I got a last minute email from one of my former professors asking me if I could head down to Wynkoop airport to photograph a big annual WACO Club Fly-In for our aviation book, Lost in Oscar Hotel . After wrapping up some work for my other various jobs, and a hectic packing process, I hit the road to Mt. Vernon.
I arrived later in the evening, so I had missed most of what was going to happen that day, so I made my way over to the camping area where some of the pilots were staying overnight. Exhaustion from a full day’s work and the long drive out, combined with the fact it was already too dark to see, I delayed setting up my tent and just slept in the car.
I was up by 6am, and hit the ground running to make the most of the sunrise lighting and meet the pilots.
I even managed to get a few wide angle GoPro shots to get a unique perspective on the planes.
Unfortunately, things slowed down around noon. Most of the few pilots who were coming had already arrived, the heat had driven most people into the hanger and under the tents, and the lighting wasn’t good for much of anything by that point. However; it did give me the opportunity to slow down a bit, grab some lunch, talk with the pilots about potential stories, and even swap some tips with some of the event’s other photographers.
A particular highlight was this photographer’s homemade monopod. The left hand grip for stabilization was an awesome idea, and he even had rigged up a follow-focus.
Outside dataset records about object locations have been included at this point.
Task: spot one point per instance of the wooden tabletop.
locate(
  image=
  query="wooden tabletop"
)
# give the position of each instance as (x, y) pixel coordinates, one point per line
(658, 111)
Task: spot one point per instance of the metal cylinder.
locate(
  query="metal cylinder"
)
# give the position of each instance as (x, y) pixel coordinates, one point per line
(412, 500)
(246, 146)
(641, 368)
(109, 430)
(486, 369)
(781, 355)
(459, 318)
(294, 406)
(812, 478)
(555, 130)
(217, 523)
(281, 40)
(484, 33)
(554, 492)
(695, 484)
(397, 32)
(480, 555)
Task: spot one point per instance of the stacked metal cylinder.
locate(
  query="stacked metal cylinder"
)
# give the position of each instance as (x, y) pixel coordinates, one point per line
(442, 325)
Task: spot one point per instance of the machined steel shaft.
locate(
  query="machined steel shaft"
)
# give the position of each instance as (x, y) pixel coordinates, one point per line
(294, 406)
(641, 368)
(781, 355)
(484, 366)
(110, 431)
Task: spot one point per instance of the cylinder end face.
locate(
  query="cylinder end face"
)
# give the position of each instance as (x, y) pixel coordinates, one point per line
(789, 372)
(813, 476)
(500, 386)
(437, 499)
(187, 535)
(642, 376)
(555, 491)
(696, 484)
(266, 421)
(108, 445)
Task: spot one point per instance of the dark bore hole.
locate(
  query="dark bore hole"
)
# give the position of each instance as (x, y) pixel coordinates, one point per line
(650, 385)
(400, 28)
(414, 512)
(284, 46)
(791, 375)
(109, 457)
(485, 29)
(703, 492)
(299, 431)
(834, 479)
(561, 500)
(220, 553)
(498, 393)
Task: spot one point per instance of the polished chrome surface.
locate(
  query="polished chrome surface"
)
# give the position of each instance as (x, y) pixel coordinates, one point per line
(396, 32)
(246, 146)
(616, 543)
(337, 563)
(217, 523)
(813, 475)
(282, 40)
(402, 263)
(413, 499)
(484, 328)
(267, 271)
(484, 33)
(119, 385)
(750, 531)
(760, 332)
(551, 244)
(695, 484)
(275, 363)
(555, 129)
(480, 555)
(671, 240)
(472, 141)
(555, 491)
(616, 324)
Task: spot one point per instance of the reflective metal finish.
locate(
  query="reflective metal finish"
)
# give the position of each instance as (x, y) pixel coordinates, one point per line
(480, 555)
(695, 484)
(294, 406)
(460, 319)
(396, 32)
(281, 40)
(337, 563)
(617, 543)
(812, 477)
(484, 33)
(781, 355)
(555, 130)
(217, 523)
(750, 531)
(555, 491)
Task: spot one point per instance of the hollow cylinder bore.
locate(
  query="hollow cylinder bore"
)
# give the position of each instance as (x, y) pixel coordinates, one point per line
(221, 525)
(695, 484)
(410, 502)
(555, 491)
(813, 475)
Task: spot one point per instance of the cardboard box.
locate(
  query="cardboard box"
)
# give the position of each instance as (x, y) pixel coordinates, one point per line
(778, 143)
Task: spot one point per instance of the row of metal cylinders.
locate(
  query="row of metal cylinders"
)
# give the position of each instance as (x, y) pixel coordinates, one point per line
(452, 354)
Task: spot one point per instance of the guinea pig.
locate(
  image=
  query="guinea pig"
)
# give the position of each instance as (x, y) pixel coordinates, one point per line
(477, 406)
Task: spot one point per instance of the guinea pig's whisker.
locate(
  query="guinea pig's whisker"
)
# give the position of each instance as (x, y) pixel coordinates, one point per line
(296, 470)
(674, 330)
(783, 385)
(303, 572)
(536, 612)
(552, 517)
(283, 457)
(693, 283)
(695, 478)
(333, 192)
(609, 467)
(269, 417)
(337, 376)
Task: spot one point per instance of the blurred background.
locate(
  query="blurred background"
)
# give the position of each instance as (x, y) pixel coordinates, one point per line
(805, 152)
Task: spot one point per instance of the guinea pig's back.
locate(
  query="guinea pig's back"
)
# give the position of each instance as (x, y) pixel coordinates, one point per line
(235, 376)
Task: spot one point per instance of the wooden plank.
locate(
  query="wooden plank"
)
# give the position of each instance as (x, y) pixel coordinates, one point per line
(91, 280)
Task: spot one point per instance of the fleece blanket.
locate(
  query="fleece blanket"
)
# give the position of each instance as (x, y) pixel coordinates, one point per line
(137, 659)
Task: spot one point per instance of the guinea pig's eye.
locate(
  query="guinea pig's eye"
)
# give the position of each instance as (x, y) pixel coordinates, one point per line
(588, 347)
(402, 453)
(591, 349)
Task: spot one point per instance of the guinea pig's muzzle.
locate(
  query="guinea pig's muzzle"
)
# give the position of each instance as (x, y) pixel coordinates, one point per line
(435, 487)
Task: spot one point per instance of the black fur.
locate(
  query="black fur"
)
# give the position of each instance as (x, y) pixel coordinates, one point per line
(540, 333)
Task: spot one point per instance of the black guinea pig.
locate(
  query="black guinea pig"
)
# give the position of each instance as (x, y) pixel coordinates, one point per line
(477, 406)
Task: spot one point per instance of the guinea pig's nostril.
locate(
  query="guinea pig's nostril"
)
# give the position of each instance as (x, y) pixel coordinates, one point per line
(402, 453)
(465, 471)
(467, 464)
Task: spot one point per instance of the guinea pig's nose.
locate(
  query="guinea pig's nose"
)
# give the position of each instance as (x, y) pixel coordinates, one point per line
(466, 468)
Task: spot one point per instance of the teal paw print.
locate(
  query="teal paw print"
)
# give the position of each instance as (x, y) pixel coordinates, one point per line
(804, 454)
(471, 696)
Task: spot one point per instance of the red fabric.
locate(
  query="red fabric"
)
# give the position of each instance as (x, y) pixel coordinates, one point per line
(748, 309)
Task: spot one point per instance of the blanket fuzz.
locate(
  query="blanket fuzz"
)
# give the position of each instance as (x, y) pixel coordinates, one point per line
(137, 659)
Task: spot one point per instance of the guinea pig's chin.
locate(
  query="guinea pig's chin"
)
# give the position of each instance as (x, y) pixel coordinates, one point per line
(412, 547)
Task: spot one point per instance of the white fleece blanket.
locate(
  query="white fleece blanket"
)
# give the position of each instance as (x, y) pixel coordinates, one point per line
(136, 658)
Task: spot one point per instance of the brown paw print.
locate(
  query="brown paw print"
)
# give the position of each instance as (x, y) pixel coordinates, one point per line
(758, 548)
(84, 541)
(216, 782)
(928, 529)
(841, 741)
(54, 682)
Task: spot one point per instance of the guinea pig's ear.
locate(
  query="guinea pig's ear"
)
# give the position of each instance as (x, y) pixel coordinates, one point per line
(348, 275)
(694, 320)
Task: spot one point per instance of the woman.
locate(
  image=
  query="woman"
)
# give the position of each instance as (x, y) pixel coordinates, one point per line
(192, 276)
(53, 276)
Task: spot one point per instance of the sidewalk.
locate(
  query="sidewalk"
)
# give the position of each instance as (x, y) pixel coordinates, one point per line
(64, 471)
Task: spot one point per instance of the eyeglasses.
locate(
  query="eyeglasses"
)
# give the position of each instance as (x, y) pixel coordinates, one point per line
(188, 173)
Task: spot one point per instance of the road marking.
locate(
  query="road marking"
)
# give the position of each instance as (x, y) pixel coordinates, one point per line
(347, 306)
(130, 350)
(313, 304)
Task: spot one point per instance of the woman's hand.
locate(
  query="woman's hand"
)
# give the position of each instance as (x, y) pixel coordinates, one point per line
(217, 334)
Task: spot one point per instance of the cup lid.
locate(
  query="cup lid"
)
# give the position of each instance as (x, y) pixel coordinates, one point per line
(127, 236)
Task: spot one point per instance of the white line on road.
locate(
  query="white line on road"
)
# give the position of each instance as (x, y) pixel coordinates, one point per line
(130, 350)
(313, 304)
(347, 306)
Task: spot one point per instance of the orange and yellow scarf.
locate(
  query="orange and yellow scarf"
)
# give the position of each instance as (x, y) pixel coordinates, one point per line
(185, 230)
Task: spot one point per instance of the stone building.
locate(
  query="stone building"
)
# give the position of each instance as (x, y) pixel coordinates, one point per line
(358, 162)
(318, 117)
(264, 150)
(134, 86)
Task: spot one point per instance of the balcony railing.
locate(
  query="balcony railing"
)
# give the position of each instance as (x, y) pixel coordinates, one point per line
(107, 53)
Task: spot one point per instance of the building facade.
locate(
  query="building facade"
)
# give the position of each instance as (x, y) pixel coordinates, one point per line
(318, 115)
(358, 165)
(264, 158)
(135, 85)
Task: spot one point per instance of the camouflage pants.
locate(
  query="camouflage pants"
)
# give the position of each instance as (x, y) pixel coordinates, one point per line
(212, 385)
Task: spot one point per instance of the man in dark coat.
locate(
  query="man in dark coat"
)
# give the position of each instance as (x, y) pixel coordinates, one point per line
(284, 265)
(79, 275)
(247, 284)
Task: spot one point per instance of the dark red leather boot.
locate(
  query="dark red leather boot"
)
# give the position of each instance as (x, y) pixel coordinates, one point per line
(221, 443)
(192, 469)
A few minutes later, the sky opened up, forcing the Wynkoop visitors under whatever cover they could find. Fortunately, I was already under
the main tent conducting an interview as the downpour started. It gave me the opportunity to shoot those who had ducked under their planes’ wings for cover.
Just taking shots from under the tent wasn’t quite enough for me though. After tucking my camera into my bag and making a break for my car, and stashing my Nikon, I braved the storm with my waterproof GoPro. I was soaked and freezing after, but it was worth it to get the tighter shots.
Eventually, the storm blew over. Most of the crowed trudged through muddy mess that was formerly the air field and headed home. I stuck around to get a few more photos and a couple more interviews, but it was mostly mop-up work. I wound up leaving around the time the pilot’s banquet started since there wasn’t much of anything left to cover,
Dispite the poor weather and low turn out, I had a blast covering the WACO meet up. Anything for Lost in Oscar Hotel is usually a blast, and I almost always wind up with some killer photos. I even got a bonus free hat, courtesy of Brian, the awesome Wynkoop worker.
With all of the photo editing done, I can move on to typing up the stories, conducting interviews with the contacts I made, sending off photos, and maybe even do some layout work for the book.